A daily supply of water tankers from Delhi had been the most important lifeline of the sprawling protest site. When the vindictive authorities cut off that lifeline by blocking all entry routes, essential services like cooking food, cleaning utensils and supplying water to the bathrooms and washrooms came to a grinding halt. To further punish the protesters, power lines were also cut off. Toilets became unusable. While men somehow managed, women were at great difficulty, especially at night. For menstruating women, the situation was even more horrible. However, within a day or two people in nearby villages - - workers from Kundli Industrial Estate, sports persons, wrestlers and their coaches, and the youth in general - - joined hands with the volunteers to gradually restore water supply with hundreds of bucket and a few hose pipes. The volunteers even dug three borewells, installed motors and laid water pipes and taps near the mobile toilets within five days. In this Herculean exercise the camaraderie extended by people of Kundli village deserves special mention. 23 year old Nodeep Kaur hails from this village. Since early January this year she has been behind bars under charges of extortion and attempt to murder. Her real ‘crime’ was that she had been mobilising workers of the industrial estate in support of the agitating farmers and she must be very happy to learn that her mission was successful -- the workers did help the distressed farmers in a big way.

The camp volunteers, including female ones, managed to clean up the toilets pretty quickly. They also took special care to ensure that no miscreant could enter the camp and harass the ladies under cover of darkness. Even in the face of enormous difficulties and unhygienic conditions, women protesters did not flee from the battlefield. They stood by one another, took care of children and the elderly and continued the fight.

As we write this report, women peasants and agrarian labourers are also vigorously participating in the numerous Kisan Mahapanchayats being held in adjacent states and gradually also in other states.

Like every genuine mass movement with a grand vision -- the best case in point being the last leg of our freedom movement - - the current farmers’ agitation too has mobilised the young and old, the higher and lower castes and classes, and men and women solidly together in the fight against a very clearly identified enemy: the Adani - Ambani Company Raj in cahoots with the cunning, treacherous, authoritarian Modi government. A vast war front like this provides the women's movement with the required space to spread its roots and branches, gain strength and advance towards the attainment of its own specific goals as part of a wider socio-political transformation. In addition to the current farmers’ movement, the months preceding IWD 2021 also witnessed massive militant movements by other sections of working women -- notably various scheme workers (think the long-run agitation of ASHAs in Haryana, Bihar and other states) and microfinance loanees despite Covid restrictions. This reminds us once again that downtrodden working women still remain as basic a powerhouse of women's movement as in the initial years of celebrating the International Working Women's Day (as it was called then).
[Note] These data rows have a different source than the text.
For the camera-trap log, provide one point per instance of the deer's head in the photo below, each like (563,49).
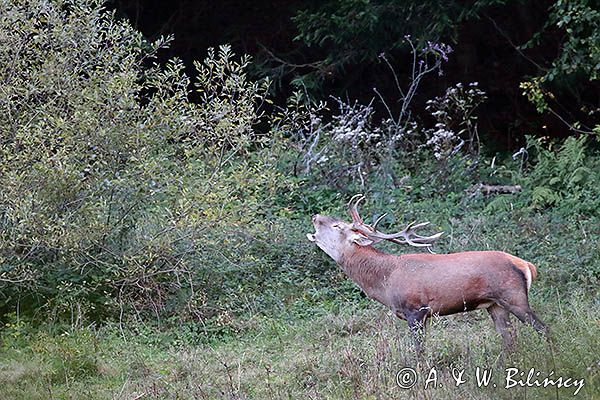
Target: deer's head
(335,236)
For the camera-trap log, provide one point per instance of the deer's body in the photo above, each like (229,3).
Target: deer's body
(440,283)
(417,286)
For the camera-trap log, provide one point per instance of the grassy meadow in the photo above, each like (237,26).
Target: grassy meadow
(152,247)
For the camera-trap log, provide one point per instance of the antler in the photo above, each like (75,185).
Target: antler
(407,236)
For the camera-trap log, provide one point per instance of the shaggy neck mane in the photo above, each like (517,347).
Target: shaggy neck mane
(368,267)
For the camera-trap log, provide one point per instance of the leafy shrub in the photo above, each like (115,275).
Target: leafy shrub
(107,169)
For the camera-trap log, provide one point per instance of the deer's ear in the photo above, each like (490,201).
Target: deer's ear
(361,240)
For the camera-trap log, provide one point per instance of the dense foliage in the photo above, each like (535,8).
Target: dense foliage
(137,225)
(120,197)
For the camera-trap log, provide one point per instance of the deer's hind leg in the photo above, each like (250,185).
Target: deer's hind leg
(501,318)
(519,306)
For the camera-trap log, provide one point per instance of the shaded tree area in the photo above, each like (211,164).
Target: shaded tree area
(332,48)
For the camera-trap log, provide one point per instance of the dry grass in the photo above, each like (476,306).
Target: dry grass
(352,355)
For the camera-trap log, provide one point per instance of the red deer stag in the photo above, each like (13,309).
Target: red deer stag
(417,286)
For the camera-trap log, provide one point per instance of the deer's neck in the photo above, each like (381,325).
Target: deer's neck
(369,268)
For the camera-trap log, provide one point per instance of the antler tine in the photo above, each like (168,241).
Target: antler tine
(352,208)
(409,236)
(378,220)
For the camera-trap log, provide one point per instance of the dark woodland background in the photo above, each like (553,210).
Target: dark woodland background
(496,43)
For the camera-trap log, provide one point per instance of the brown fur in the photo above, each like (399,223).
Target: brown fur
(417,286)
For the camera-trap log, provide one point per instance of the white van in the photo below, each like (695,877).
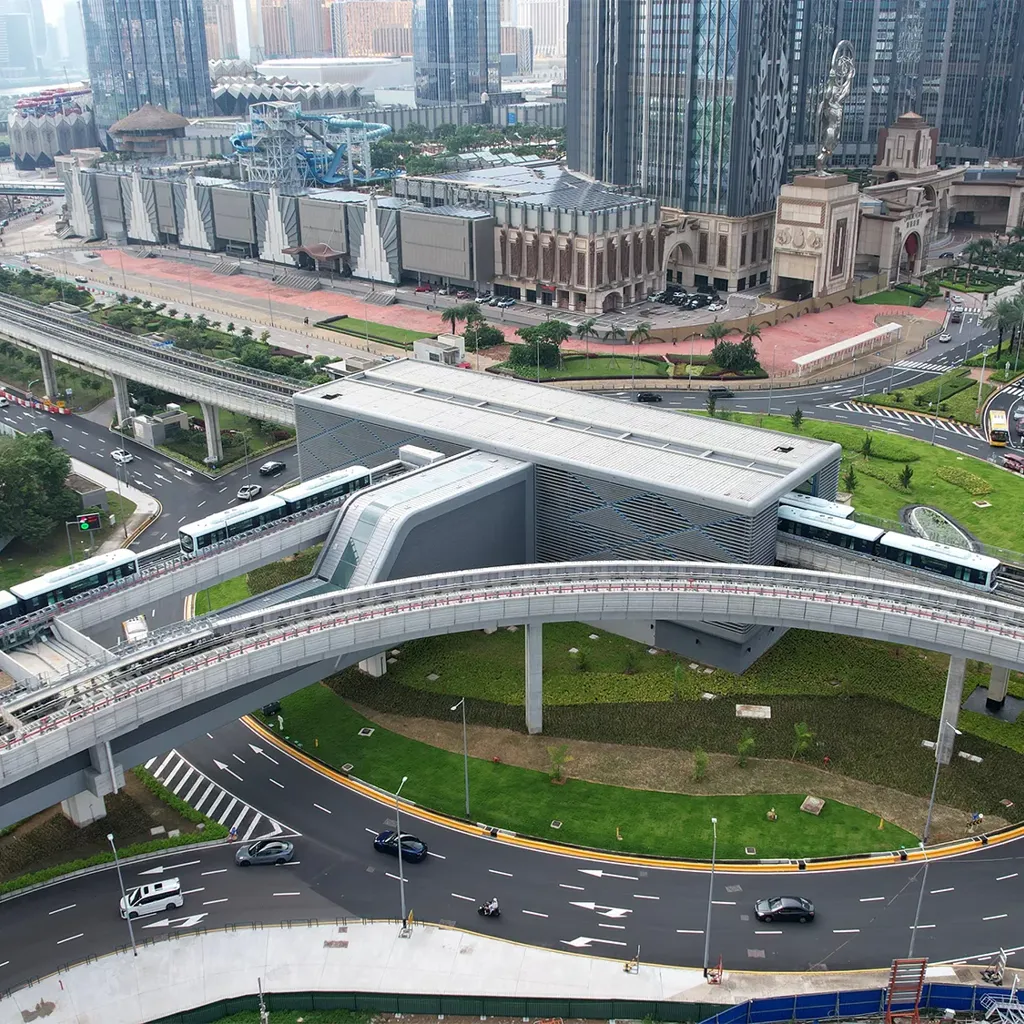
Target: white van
(153,898)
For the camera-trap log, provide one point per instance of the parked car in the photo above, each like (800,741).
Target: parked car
(784,908)
(264,851)
(412,848)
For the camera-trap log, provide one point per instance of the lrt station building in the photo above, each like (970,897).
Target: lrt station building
(596,479)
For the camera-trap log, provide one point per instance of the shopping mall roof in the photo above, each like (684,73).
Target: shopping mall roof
(729,465)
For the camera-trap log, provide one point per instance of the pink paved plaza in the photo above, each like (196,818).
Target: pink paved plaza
(780,344)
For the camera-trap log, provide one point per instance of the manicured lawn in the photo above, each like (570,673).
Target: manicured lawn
(382,332)
(1000,525)
(527,802)
(18,562)
(600,367)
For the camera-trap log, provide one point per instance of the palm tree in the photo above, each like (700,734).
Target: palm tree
(588,330)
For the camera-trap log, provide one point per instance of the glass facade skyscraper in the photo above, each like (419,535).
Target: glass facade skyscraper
(456,50)
(146,51)
(684,100)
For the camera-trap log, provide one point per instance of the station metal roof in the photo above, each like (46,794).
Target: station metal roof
(728,465)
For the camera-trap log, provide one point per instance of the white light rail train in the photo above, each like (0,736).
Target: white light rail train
(113,566)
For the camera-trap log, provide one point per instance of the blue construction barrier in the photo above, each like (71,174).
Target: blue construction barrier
(863,1003)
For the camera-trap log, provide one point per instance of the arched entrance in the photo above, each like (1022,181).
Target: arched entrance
(679,267)
(909,255)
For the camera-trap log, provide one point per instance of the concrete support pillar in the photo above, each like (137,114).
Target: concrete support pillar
(535,679)
(950,710)
(998,683)
(214,446)
(122,403)
(49,375)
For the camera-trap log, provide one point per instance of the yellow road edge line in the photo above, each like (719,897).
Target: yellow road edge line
(545,846)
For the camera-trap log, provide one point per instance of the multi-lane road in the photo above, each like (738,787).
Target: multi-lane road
(973,904)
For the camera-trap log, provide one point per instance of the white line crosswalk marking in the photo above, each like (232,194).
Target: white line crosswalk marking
(213,800)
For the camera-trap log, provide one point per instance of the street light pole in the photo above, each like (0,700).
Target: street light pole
(711,890)
(465,748)
(401,869)
(124,895)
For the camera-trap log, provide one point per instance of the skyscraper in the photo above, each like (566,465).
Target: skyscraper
(146,51)
(456,50)
(686,102)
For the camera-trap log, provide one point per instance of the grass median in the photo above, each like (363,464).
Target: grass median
(626,820)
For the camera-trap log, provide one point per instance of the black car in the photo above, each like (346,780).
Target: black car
(784,908)
(412,848)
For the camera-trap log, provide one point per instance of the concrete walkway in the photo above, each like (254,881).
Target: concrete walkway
(192,970)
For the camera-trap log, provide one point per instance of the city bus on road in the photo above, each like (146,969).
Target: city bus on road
(998,428)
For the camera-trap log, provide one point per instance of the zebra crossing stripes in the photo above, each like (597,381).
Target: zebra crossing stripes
(883,413)
(210,798)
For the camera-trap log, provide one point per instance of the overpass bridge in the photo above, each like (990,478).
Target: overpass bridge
(213,383)
(138,700)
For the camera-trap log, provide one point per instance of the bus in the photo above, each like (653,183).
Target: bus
(998,428)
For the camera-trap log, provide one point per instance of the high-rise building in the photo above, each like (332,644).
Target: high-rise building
(956,62)
(221,39)
(372,28)
(456,50)
(140,51)
(686,102)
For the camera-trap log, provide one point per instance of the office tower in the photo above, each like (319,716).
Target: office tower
(549,19)
(456,50)
(221,39)
(686,102)
(372,28)
(140,51)
(953,61)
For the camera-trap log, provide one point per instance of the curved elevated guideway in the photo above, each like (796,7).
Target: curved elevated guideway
(208,663)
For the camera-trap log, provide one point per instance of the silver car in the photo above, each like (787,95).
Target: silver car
(264,851)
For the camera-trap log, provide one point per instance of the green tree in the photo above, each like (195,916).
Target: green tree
(34,497)
(803,738)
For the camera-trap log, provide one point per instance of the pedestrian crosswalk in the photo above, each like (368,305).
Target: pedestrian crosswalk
(902,415)
(201,793)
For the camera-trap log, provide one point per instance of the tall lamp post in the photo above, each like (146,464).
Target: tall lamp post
(465,748)
(124,895)
(397,828)
(711,890)
(943,724)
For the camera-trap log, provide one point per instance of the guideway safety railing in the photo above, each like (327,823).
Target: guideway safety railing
(158,660)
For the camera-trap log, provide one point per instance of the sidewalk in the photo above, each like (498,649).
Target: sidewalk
(192,970)
(146,507)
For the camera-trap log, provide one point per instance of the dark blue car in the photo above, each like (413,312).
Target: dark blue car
(412,848)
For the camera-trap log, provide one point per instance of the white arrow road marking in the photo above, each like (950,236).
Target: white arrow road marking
(223,767)
(604,911)
(582,942)
(259,751)
(169,867)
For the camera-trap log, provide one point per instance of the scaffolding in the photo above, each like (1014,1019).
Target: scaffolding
(280,145)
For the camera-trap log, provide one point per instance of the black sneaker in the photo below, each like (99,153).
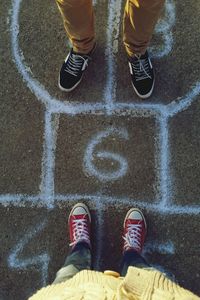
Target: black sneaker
(72,70)
(142,75)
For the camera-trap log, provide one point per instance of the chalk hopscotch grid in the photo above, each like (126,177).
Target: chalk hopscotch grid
(54,107)
(161,112)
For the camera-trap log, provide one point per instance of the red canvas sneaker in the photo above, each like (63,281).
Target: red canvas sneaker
(134,230)
(79,223)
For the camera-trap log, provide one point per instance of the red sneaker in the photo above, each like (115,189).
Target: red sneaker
(79,223)
(134,230)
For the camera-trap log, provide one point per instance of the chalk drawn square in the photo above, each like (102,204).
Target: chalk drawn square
(21,144)
(131,172)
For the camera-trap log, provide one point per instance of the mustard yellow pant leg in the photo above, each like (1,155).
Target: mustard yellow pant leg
(78,18)
(140,18)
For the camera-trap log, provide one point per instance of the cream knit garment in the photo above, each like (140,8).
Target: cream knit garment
(139,284)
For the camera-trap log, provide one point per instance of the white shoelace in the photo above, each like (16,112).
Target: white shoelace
(75,64)
(141,68)
(133,237)
(80,231)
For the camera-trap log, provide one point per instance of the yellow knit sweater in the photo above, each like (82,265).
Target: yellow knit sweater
(138,284)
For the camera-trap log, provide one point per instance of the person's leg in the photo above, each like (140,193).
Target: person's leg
(134,236)
(78,18)
(79,223)
(79,259)
(140,18)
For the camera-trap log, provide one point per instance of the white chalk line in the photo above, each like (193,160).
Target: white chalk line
(99,233)
(155,246)
(37,202)
(164,162)
(89,167)
(41,260)
(48,160)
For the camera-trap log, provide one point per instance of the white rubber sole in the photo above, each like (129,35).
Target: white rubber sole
(68,90)
(144,96)
(82,205)
(138,210)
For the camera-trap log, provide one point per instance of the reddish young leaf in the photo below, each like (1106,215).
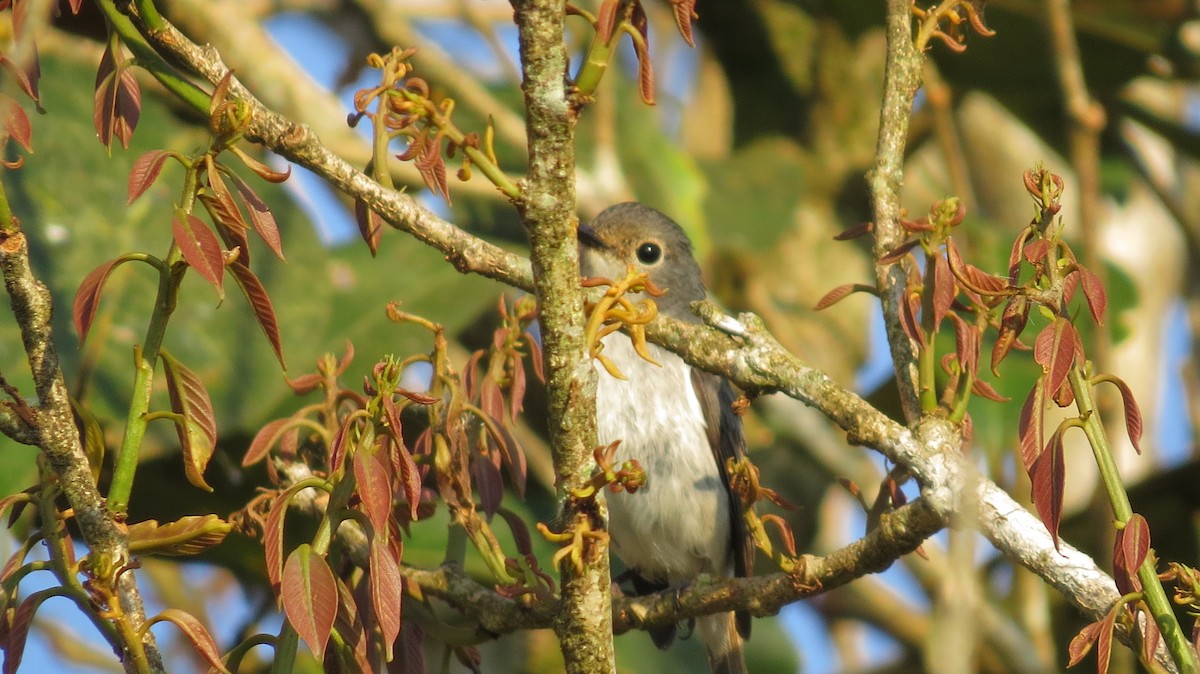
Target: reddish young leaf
(840,293)
(18,630)
(1093,290)
(196,633)
(1048,475)
(1014,256)
(259,301)
(201,248)
(187,535)
(261,169)
(273,539)
(899,252)
(145,170)
(486,477)
(16,122)
(516,389)
(1150,638)
(943,289)
(264,440)
(1104,641)
(909,310)
(309,590)
(1036,252)
(1133,414)
(1129,551)
(430,164)
(387,588)
(967,339)
(372,471)
(337,446)
(1012,324)
(1055,350)
(197,428)
(1083,643)
(88,296)
(684,12)
(641,37)
(606,19)
(972,277)
(261,216)
(985,390)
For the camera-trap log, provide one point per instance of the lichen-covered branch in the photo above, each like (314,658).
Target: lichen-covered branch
(51,426)
(583,623)
(901,79)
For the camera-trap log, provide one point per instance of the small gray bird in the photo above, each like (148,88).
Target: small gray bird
(678,422)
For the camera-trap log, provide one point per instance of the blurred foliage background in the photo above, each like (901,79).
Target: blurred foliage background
(759,145)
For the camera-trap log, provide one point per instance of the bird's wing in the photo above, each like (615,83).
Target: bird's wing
(727,441)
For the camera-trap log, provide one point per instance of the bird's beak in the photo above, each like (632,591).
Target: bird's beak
(588,238)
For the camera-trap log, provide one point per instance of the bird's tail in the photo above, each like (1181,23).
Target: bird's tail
(724,643)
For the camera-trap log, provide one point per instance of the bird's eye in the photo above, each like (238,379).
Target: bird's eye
(649,253)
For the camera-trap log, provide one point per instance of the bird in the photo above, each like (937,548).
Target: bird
(678,422)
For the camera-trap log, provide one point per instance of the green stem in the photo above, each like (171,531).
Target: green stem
(286,650)
(149,59)
(145,357)
(150,16)
(1177,643)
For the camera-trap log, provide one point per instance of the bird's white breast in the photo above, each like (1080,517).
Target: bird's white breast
(678,524)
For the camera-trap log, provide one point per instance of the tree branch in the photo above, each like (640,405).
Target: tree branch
(755,360)
(583,623)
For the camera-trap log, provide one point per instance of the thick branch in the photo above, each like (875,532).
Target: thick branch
(583,623)
(53,429)
(901,78)
(755,362)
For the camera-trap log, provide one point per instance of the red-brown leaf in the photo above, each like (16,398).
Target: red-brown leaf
(1083,643)
(1093,290)
(145,170)
(196,633)
(606,19)
(985,390)
(972,277)
(943,289)
(966,344)
(1133,414)
(899,252)
(1055,350)
(372,471)
(16,122)
(259,301)
(835,295)
(201,248)
(261,216)
(1048,476)
(197,428)
(387,588)
(88,296)
(273,539)
(1012,324)
(684,12)
(310,597)
(1134,543)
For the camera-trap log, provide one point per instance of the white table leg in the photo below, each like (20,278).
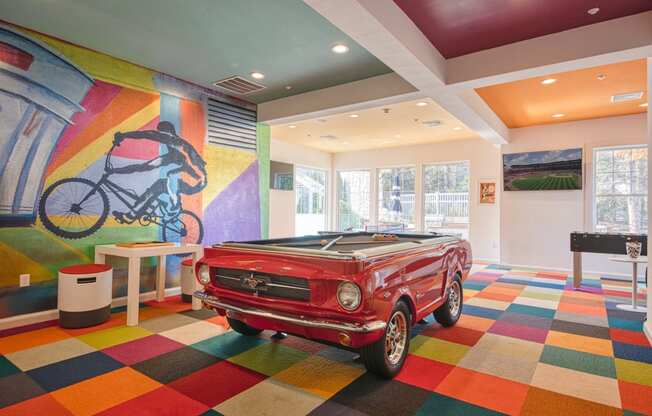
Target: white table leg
(634,283)
(577,269)
(100,258)
(160,279)
(196,303)
(133,291)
At the same time, the courageous role played by girl students and minority women as well as women journalists, lawyers, intellectuals and activists in the recent past (think Disha, Nikita and many others) clearly demonstrate the growing synergy between the women's movement and other progressive movements. On 8 March 2021, while raising our voices on critical issues like growing violence against and patriarchal restrictions imposed on women, 'Love Jihad' and anti-conversion laws, the just demands of scheme workers and microfinance loanees etc., let all women groups and activists take a special pledge to further consolidate this synergy, to strengthen people's united struggles against the increasingly aggressive fascist regime in India and to make the world a better place to live in.